Your health. Connected.

How a simple mobile app can fill large gaps in the health care experience.

Challenge: [Student Project] Increase user acquisition and retention for WebMD’s user accounts.

Approach: Create a health profile tool that collects users’ health information and provides personalized suggestions, along with a companion app to provide support during recovery from illness or injury.

2 weeks

2 days research & competitive analysis
3 days solution mapping/sketching
5 days digital prototyping

2-person team

2 Design Students
And a lot of hard work.

Key Responsibilities

Drive competitive analysis
Plan and co-lead user research
Co-create journey maps/sketches
Own creation of mobile app prototype

1. Research & Competitive Analysis

My teammate and I started by checking out what WebMD’s direct and indirect competitors were doing to engage users, and how their offerings mapped to the journey of a patient from symptom onset through treatment.

We then conducted a series of web surveys and follow-up interviews with users, leading to a key realization: while the playing field is crowded with tools for fitness tracking (Fitbit, Nike+) and health diagnosis (WebMD, MayoClinic), none actually support patients during the process of recovery.

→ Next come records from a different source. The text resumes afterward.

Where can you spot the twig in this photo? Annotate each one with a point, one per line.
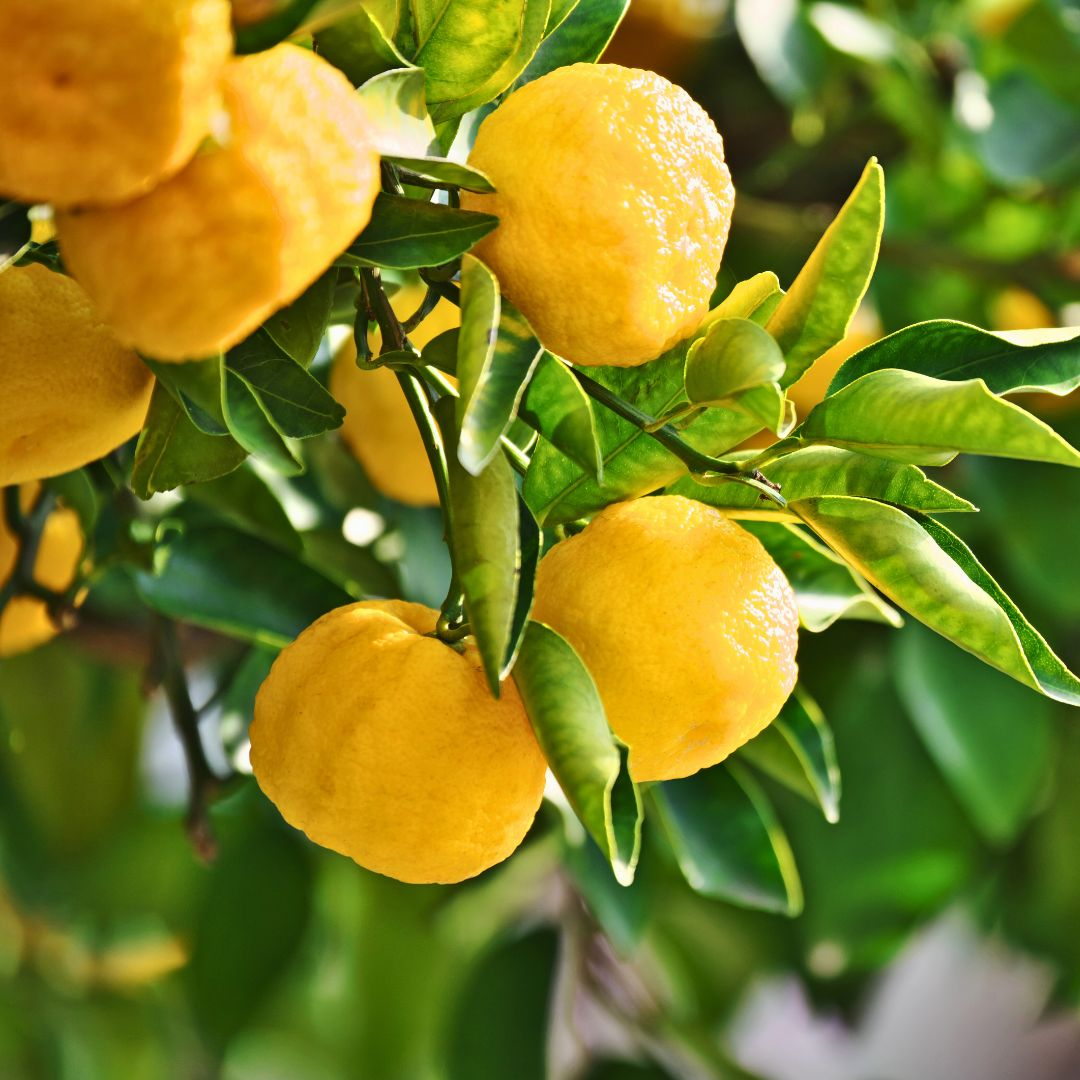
(204, 784)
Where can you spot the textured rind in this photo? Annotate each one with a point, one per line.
(69, 392)
(613, 203)
(378, 427)
(25, 622)
(99, 99)
(197, 265)
(685, 622)
(386, 745)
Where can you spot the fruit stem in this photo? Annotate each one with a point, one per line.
(698, 463)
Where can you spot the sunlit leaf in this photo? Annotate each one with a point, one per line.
(571, 726)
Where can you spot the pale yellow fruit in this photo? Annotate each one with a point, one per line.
(383, 743)
(99, 99)
(197, 265)
(613, 205)
(69, 392)
(378, 427)
(686, 623)
(25, 622)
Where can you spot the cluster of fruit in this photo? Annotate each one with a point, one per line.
(196, 193)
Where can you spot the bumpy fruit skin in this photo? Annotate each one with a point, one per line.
(378, 428)
(99, 99)
(386, 745)
(25, 622)
(193, 267)
(685, 622)
(613, 203)
(69, 392)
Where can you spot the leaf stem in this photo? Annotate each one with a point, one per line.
(698, 463)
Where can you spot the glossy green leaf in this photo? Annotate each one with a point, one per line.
(825, 586)
(929, 572)
(295, 402)
(989, 738)
(197, 388)
(581, 38)
(399, 111)
(298, 329)
(405, 234)
(443, 173)
(733, 356)
(497, 352)
(356, 44)
(727, 840)
(558, 489)
(817, 310)
(484, 539)
(529, 544)
(172, 450)
(1009, 361)
(570, 724)
(797, 751)
(253, 429)
(234, 583)
(245, 500)
(912, 417)
(829, 470)
(557, 407)
(471, 50)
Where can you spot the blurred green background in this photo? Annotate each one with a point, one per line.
(124, 955)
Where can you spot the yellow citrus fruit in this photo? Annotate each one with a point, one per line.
(25, 622)
(378, 428)
(100, 99)
(198, 264)
(613, 203)
(685, 622)
(69, 392)
(385, 744)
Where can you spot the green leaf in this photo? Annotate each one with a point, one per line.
(245, 500)
(557, 407)
(797, 751)
(988, 737)
(443, 172)
(218, 578)
(172, 450)
(558, 489)
(733, 356)
(570, 725)
(356, 44)
(817, 310)
(497, 352)
(581, 38)
(1007, 362)
(825, 586)
(829, 470)
(197, 388)
(912, 417)
(298, 329)
(399, 111)
(484, 539)
(406, 234)
(529, 544)
(295, 402)
(727, 840)
(472, 50)
(930, 574)
(253, 429)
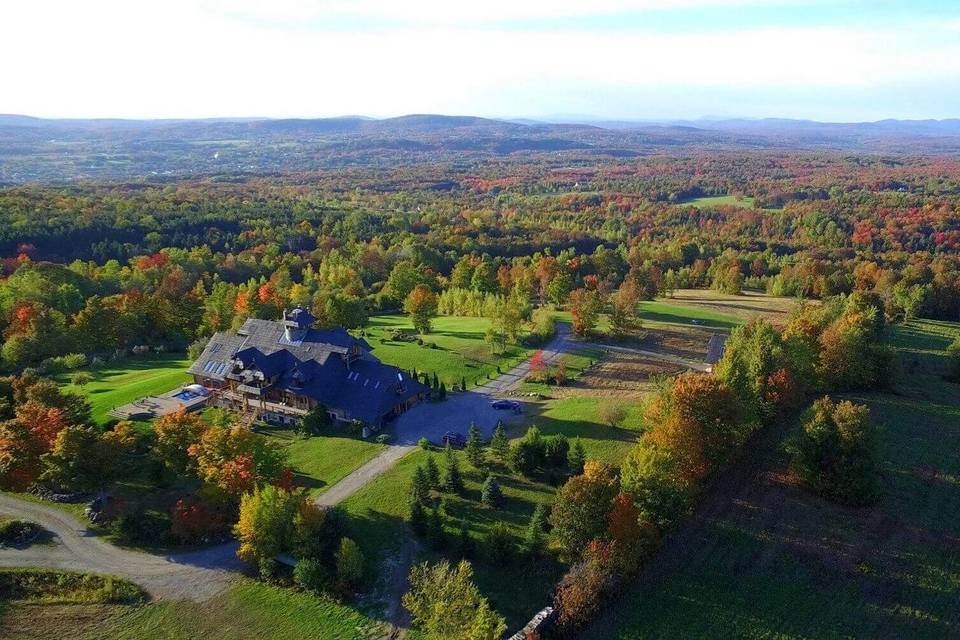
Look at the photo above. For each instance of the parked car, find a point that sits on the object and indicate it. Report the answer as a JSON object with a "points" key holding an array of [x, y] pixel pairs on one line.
{"points": [[507, 405], [455, 440]]}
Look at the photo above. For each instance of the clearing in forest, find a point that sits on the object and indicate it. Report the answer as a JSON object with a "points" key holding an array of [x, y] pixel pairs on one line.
{"points": [[761, 557]]}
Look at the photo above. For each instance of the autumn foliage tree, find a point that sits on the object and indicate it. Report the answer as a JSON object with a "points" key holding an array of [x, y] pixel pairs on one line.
{"points": [[581, 593], [697, 420], [834, 452], [582, 507], [421, 304], [585, 307]]}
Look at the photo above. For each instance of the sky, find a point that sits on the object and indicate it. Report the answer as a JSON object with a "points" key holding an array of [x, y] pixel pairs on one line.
{"points": [[841, 60]]}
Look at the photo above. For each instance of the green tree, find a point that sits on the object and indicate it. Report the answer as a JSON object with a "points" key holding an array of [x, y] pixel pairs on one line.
{"points": [[266, 525], [81, 379], [651, 478], [499, 443], [577, 457], [490, 494], [420, 487], [349, 563], [581, 508], [834, 452], [421, 304], [433, 473], [534, 538], [453, 479], [474, 447], [585, 306]]}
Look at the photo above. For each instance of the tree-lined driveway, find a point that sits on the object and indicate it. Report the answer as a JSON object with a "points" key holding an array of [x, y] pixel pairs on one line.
{"points": [[192, 575]]}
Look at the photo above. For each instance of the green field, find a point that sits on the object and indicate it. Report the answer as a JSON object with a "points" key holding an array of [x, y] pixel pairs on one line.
{"points": [[460, 348], [579, 418], [658, 311], [248, 611], [720, 201], [379, 511], [378, 518], [322, 461], [769, 560], [654, 313], [127, 380]]}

2. Journey Mapping & Sketching

After using our research results to generate personas, we sketched out ideas for how a new tool might fill the gaps in the existing patient journey, which resulted in a hybrid approach: a web tool enabling patients to manage their health profiles, and a mobile app check-in process to keep them empowered and informed as they recover from illness or injury.

I took point on the design and prototyping of the mobile check-in, while my teammate tackled the web dashboard.

3. Prototyping

By leveraging WebMD’s vast existing database of professionally-vetted medical information, the mobile app could respond to patients’ reported symptoms or side effects with timely advice, and direct them to contact their doctor directly when appropriate.

Creating a prototype to put in front of users allowed me to collect valuable feedback on the general flow of the check-in process. I wanted to make it as fast and painless as possible, ensuring that it served as a valuable tool rather than a tedious annoyance.